It is four years today since MapTube was launched at the Barbican and to mark this event, I’ve made some changes to how the home page displays. This is a bit of an experiment, but I’ve tried to make the home page display topical data by using RSS feeds from the BBC News page, the Guardian and our own CASA blog aggregator. The basic method is to construct a list of keywords and frequencies from the RSS feeds, removing any words on a “stop words” list like “a”, “and”, “or” etc. Then a network graph of MapTube’s maps is constructed where each vertex is a map which is linked by edges made from where maps share keywords. So, for example, all the “London” maps form a fully connected group. This is similar to my previous post on using “Force Directed Graphs for Visualisation of Search Results”: http://talisman.blogweb.casa.ucl.ac.uk/2012/01/23/force-directed-graphs-for-visualisation-of-search-results/
Network Graph of MapTube London Maps
Once the connections between the maps has been calculated, each vertex is visited in turn and assigned a topicality value based on the RSS word frequency of all the map’s matching keywords. This weight is then propagated through the network via any connected edges up to a distance of 2 links from the parent vertex, with the weight reduced by a factor of 1/(r^2), where “r” is the number of vertices traversed. I did experiment with how many links from the parent vertex to travel, but found that 1 or 2 links from the parent gave the best results. Any further than this and it just ends up giving weight to the maps with the highest number of connections.

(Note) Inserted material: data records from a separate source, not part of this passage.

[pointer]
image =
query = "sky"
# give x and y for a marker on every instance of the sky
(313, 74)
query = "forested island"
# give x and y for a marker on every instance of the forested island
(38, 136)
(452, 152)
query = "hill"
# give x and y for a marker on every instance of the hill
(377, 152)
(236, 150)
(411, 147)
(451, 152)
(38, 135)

As I stated at the beginning, this is still very much an experiment and I’ve deliberately built the system with enough degrees of freedom to allow for some tinkering with the algorithm. I can control which feeds we mine for the topical keywords, the stop words list can be edited (I had to put “us” back in as we have a lot of United States maps) and I also have the ability to add my own keyword weights. At the moment I’ve artificially inflated the real-time tube locations map to get it onto the front page along with our most popular map of the London Underground tube station locations, which is now three years old. The first run of the system on the live server produced high values for a lot of the air quality maps, which was an interesting result.
The biggest criticism I had of MapTube was that the home page always displayed the most popular maps, sorted by the number of hits. This meant that the most popular maps stayed on the front page by virtue of people always clicking on the top ones. We did try showing the most recently added maps for a while, but that didn’t work as lots of test maps get uploaded with no data on them. Hopefully, as this new topical maps system evolves, we should see MapTube as a much more dynamic source of geographical information.
One final point, but by knowing what data we have on MapTube that’s topical, we also know what’s topical that we don’t have and should perhaps try to track down and upload. This approach would form a closed loop geographic information system.